S'agissant ensuite de la répartition du CIR par secteurs économiques, elle est apparue satisfaisante pour la mission, les industries manufacturières restant de loin les premières bénéficiaires de cet avantage fiscal. Ces industries bénéficient, en effet, des deux tiers du CIR, au travers le plus souvent de holdings de groupes 173 ( * ) .

Le tableau suivant rend compte de la distribution, en pourcentage, des bénéficiaires, des dépenses déclarées et du CIR lui-même en fonction du secteur d'activité des entreprises concernées.

Distribution des bénéficiaires, des dépenses déclarées et du CIR
par secteur d'activité

(en %)

Source : MESR

Ces statistiques attestent bien d'une prépondérance incontestable du secteur industriel, ce qui est également cohérent avec la finalité du CIR. Cela confirme que, conformément aux caractéristiques des dépenses fiscales, la répartition entre les secteurs se réalise par rapport aux caractéristiques des besoins du marché.

Un tel constat plaide pour que la puissance publique ne se préoccupe pas de la ventilation sectorielle du CIR mais se concentre sur la limitation des effets d'aubaine ou, pire, des abus et de la fraude .

Lors des auditions et des déplacements de la mission, certaines dérives du CIR ont en effet été pointées du doigt, à l'instar d'une utilisation abusive par les grandes entreprises, les banques, les assurances ou, encore, par des entreprises de services. Ces effets d'aubaine, de même que l'utilisation du crédit d'impôt recherche pour des activités qui ne seraient pas directement liées au soutien de l'innovation, ne peuvent perdurer et nécessitent une adaptation du dispositif.

Le rapport final des « États généraux de l'industrie » affirme que les évolutions induites par la réforme du CIR de 2008 ne modifient pas en profondeur cette répartition : « le CIR étant, depuis cette réforme, essentiellement proportionnel au volume des dépenses de R&D, il profite de ce fait majoritairement aux secteurs industriels qui représentent une large majorité des dépenses de R&D. Dans le contexte de crise, le CIR contribue au maintien des dépenses de R&D des entreprises ».

Lors de son audition par la mission, M. Hervé Pichon, délégué pour les relations avec les institutions publiques françaises du groupe PSA Peugeot Citroën, a confirmé cette analyse. Après avoir décrit le crédit d'impôt recherche comme un dispositif intelligent, il a ainsi précisé qu'il a permis à son groupe de continuer à investir pendant la crise.

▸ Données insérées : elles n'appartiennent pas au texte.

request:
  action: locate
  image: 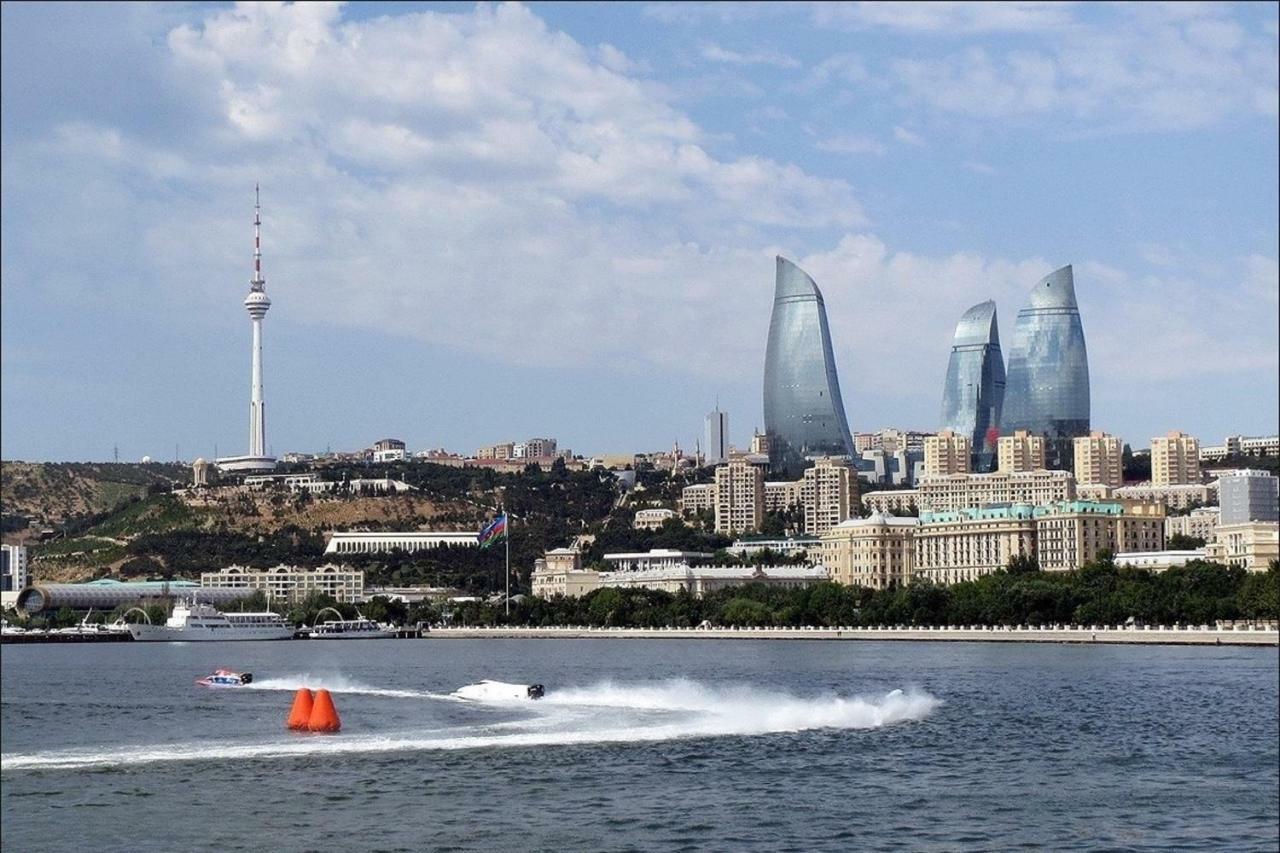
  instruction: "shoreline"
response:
[422,628,1280,646]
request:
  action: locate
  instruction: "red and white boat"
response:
[196,670,253,686]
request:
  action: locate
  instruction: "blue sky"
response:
[0,3,1280,460]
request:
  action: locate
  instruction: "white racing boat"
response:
[452,679,545,702]
[129,601,293,643]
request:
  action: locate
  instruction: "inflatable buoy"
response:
[307,689,342,733]
[284,688,312,731]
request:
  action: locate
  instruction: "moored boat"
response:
[129,601,293,643]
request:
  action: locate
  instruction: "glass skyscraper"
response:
[764,257,854,471]
[1001,265,1089,469]
[941,300,1005,471]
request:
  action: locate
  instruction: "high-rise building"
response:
[1000,265,1089,470]
[216,186,275,471]
[764,257,852,471]
[716,460,764,534]
[1151,429,1201,485]
[800,457,858,535]
[924,429,973,476]
[1217,469,1280,525]
[997,429,1046,474]
[0,544,27,592]
[924,300,1005,474]
[703,406,728,465]
[1073,430,1124,488]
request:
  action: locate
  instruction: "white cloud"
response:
[812,0,1075,35]
[814,133,886,156]
[700,42,800,68]
[891,4,1277,131]
[893,127,924,146]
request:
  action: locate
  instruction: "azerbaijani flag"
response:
[476,512,507,548]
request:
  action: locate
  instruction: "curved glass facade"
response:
[941,300,1005,471]
[764,257,854,471]
[1001,265,1089,467]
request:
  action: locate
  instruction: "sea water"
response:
[0,639,1280,850]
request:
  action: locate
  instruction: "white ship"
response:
[303,617,396,639]
[129,601,293,643]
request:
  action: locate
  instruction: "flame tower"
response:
[218,184,275,471]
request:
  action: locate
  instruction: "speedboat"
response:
[453,679,547,702]
[196,670,253,686]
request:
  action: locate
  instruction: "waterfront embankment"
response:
[424,625,1280,646]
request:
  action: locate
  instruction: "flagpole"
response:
[502,506,511,616]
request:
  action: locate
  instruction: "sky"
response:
[0,3,1280,460]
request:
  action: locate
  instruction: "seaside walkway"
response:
[422,625,1280,646]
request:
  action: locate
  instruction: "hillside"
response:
[0,461,191,534]
[5,455,630,588]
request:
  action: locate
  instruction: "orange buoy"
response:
[284,688,311,731]
[307,689,342,733]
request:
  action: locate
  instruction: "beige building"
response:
[1151,429,1201,485]
[631,508,676,530]
[822,512,920,589]
[1033,501,1165,571]
[764,480,800,512]
[1204,521,1280,571]
[680,483,716,515]
[996,429,1044,474]
[797,457,858,535]
[1073,430,1124,488]
[924,429,973,476]
[200,565,365,603]
[1111,483,1217,510]
[916,469,1075,512]
[532,548,600,598]
[914,503,1036,585]
[1165,506,1221,542]
[716,460,764,534]
[861,489,920,515]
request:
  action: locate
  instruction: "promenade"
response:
[424,625,1280,646]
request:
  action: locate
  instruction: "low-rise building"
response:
[532,548,600,598]
[370,438,408,462]
[200,565,365,603]
[1115,548,1207,573]
[1111,483,1217,510]
[604,548,716,571]
[1204,521,1280,571]
[916,468,1075,512]
[0,543,28,593]
[631,508,676,530]
[324,530,479,553]
[680,483,716,515]
[914,503,1036,585]
[861,489,920,515]
[822,512,920,589]
[1033,501,1165,571]
[1165,506,1219,542]
[726,537,822,562]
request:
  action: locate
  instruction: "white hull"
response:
[129,625,293,643]
[307,631,396,639]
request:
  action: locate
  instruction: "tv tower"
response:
[244,183,271,459]
[216,183,275,471]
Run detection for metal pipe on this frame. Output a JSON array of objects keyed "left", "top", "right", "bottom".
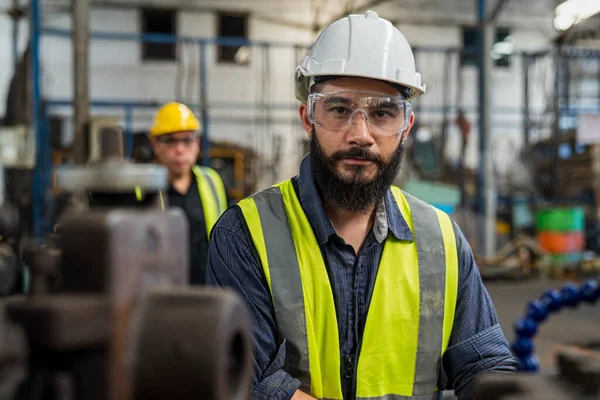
[
  {"left": 125, "top": 106, "right": 133, "bottom": 158},
  {"left": 12, "top": 0, "right": 19, "bottom": 75},
  {"left": 200, "top": 41, "right": 210, "bottom": 166},
  {"left": 477, "top": 0, "right": 496, "bottom": 257},
  {"left": 29, "top": 0, "right": 43, "bottom": 238},
  {"left": 521, "top": 54, "right": 531, "bottom": 148},
  {"left": 71, "top": 0, "right": 90, "bottom": 164}
]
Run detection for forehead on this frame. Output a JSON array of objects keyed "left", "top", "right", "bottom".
[
  {"left": 162, "top": 131, "right": 196, "bottom": 139},
  {"left": 321, "top": 77, "right": 400, "bottom": 96}
]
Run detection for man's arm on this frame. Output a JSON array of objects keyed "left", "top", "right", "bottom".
[
  {"left": 206, "top": 207, "right": 302, "bottom": 400},
  {"left": 441, "top": 220, "right": 517, "bottom": 400}
]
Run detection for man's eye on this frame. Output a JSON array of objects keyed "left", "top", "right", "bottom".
[{"left": 332, "top": 107, "right": 348, "bottom": 114}]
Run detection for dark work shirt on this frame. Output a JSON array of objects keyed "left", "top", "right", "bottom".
[
  {"left": 207, "top": 155, "right": 517, "bottom": 400},
  {"left": 167, "top": 175, "right": 208, "bottom": 285}
]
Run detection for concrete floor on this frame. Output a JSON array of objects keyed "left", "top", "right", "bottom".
[{"left": 444, "top": 280, "right": 600, "bottom": 400}]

Le constat d'une part prépondérante de l'industrie parmi les bénéficiaires du CIR doit cependant être nuancé : le secteur industriel est effet sous-représentée, si l'on se rapporte à son poids dans le total des dépenses de R&D des entreprises. Il s'agirait en effet, selon des données du MESR de l'année 2007, d'environ 88 % de dépenses de R&D assurées par les entreprises industrielles, contre seulement 12 % pour les entreprises de services.


* 170 Rapport au Parlement sur le crédit d'impôt recherche, mars 2010.

* 171 Ces chiffres doivent être interprétés avec prudence, tant du fait de la présence de la ligne « non renseignés » (13,7 % des entreprises déclarantes) que du fait de la prise en compte des sociétés non indépendantes d'un point de vue fiscal ; ces dernières perçoivent plus des deux tiers du crédit d'impôt, sans que l'on puisse dire si les groupes ou les maisons-mères sont « grandes » ou non. De manière générale, il ne semble pas, toutefois, que le CIR ait été orienté massivement vers les plus grandes entreprises après l'entrée en vigueur de la réforme de 2008.

* 172 En effet, si le CIR était plafonné à 30 millions d'euros, ces vingt bénéficiaires auraient perçu 600 millions d'euros.

* 173 Il est constaté que, pour de nombreux groupes fiscalement intégrés, ce sont des structures du type « holding » qui perçoivent le CIR de l'ensemble de leurs filiales.